This paper offers a cognitive analysis of selected Polish and English modified proverbs using the mechanisms of Conceptual Blending Theory as proposed by Fauconnier and Turner (Fauconnier and Turner 2002). Assuming that the speakers of a given language community have the ability to ‘chunk information by relating it to various juxtapositions of partial structure from multiple domains’ (Coulson and Oakley 2000: 280), it seems vital to explore complicated mechanisms that govern ‘the internal choreography of idiom modification’ (Delibegović Džianić 2007: 169) using Polish and English proverbs and applying Fauconnier and Turner’s theory to the linguistic analysis.
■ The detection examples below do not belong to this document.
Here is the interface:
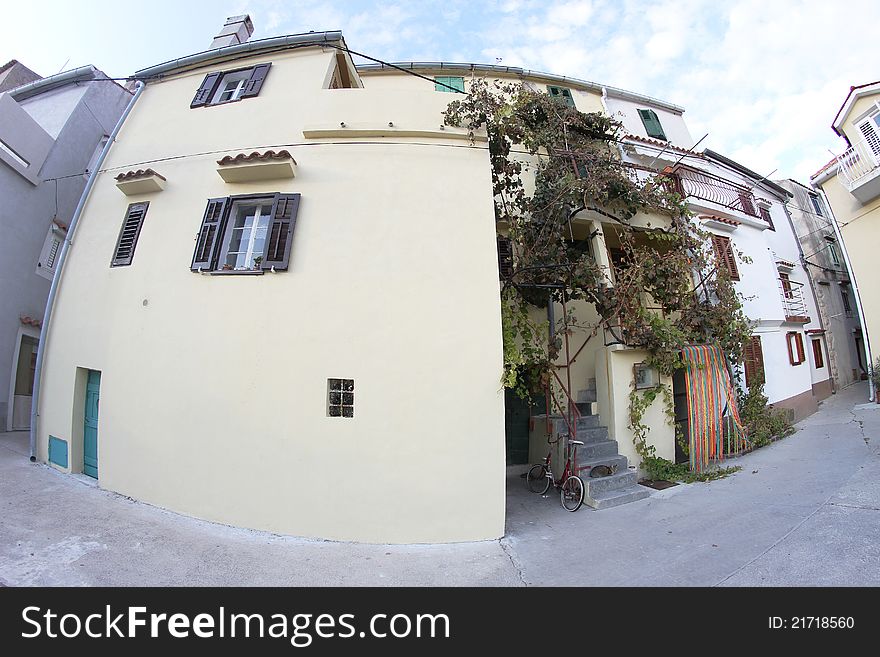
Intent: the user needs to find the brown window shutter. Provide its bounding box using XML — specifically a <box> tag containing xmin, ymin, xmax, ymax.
<box><xmin>110</xmin><ymin>201</ymin><xmax>150</xmax><ymax>267</ymax></box>
<box><xmin>260</xmin><ymin>194</ymin><xmax>301</xmax><ymax>271</ymax></box>
<box><xmin>813</xmin><ymin>339</ymin><xmax>825</xmax><ymax>370</ymax></box>
<box><xmin>743</xmin><ymin>335</ymin><xmax>764</xmax><ymax>387</ymax></box>
<box><xmin>189</xmin><ymin>73</ymin><xmax>223</xmax><ymax>108</ymax></box>
<box><xmin>712</xmin><ymin>235</ymin><xmax>739</xmax><ymax>281</ymax></box>
<box><xmin>779</xmin><ymin>273</ymin><xmax>792</xmax><ymax>299</ymax></box>
<box><xmin>241</xmin><ymin>64</ymin><xmax>272</xmax><ymax>98</ymax></box>
<box><xmin>497</xmin><ymin>235</ymin><xmax>513</xmax><ymax>280</ymax></box>
<box><xmin>190</xmin><ymin>198</ymin><xmax>229</xmax><ymax>271</ymax></box>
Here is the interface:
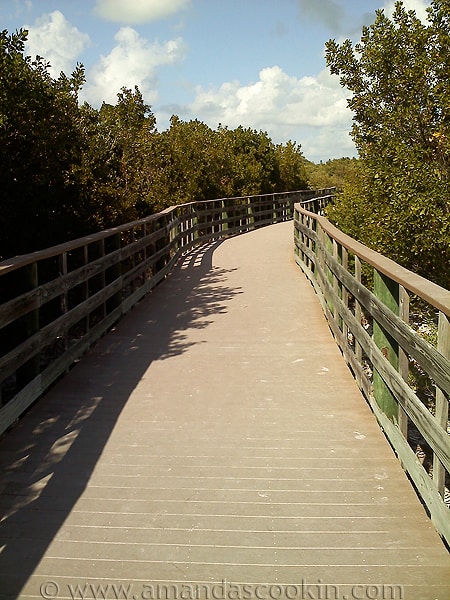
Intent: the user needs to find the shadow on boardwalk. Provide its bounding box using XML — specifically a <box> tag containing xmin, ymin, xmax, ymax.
<box><xmin>0</xmin><ymin>242</ymin><xmax>239</xmax><ymax>598</ymax></box>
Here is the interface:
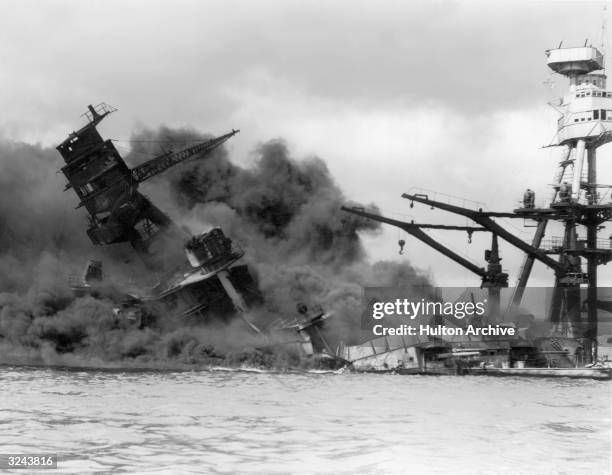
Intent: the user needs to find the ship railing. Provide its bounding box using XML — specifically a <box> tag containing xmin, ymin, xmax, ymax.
<box><xmin>408</xmin><ymin>187</ymin><xmax>488</xmax><ymax>211</ymax></box>
<box><xmin>540</xmin><ymin>236</ymin><xmax>612</xmax><ymax>251</ymax></box>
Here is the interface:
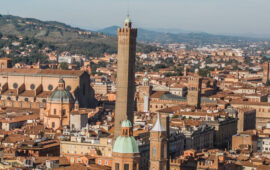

The paper focuses on three types of processes that might appear in the structure of modified proverbs, i.e. permutation as observed in Polish jaka mać, taka nać (fig.pej. like mother like daughter), formal blending as expressed by an English proverb the early bird is worth two in the bush, and clipping manifested in such proverb modifications as English make hay or Polish żeby kózka nie skakała (lit. if the goat didn’t jump). All three instances of proverb modification are to be subjected to conceptual blending analysis. It will be proved that Fauconnier and Turner’s approach, being a flexible and dynamic tool of interpretation, has a tremendous role both in producing and processing the internal cognitive structure of modified proverbs and in decoding their emergent meaning.